Example 6   Here we define a plBellShape kernel on $\Omega =\{X\}$ with $X=[-30,-29,...,30]$, $\mu =0$ and $\sigma = 8.1$.

図 3.6: A bellShape kernel with $\Omega =\{X\}$, $X=[-30,-29,...,30]$, $\mu =0$ and $\sigma = 8.1$.

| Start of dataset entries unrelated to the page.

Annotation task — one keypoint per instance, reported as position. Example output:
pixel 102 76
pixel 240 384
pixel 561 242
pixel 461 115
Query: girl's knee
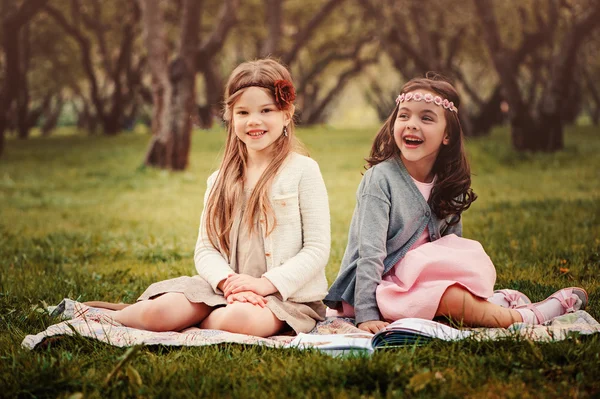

The construction of the plBellShape kernel is given by

  plBellShape Px(X,0,8.1);

The output of the plBellShape shows as follows:

X = {x} with x in [-30,-29,...,30]
P(x) = plBellShape(x,0,8.1)

Generating 5 random values
draw # 0 = { x=9 } 
draw # 1 = { x=-3 } 
draw # 2 = { x=5 } 
draw # 3 = { x=5 } 
draw # 4 = { x=-6 } 

Generating 5 best values
best # 0 = { x=0 } 
best # 1 = { x=0 } 
best # 2 = { x=0 } 
best # 3 = { x=0 } 
best # 4 = { x=0 } 

Examples of compute 
compute({ x=0 } )= 0.0492291
compute({ x=-30 } )= 5.2155e-05
compute({ x=29 } )= 8.17183e-05
compute({ x=30 } )= 5.2155e-05

Notice that in contrast with plNormal the compute function is defined for all value on $\omega$ (e.g. on { x=30 }).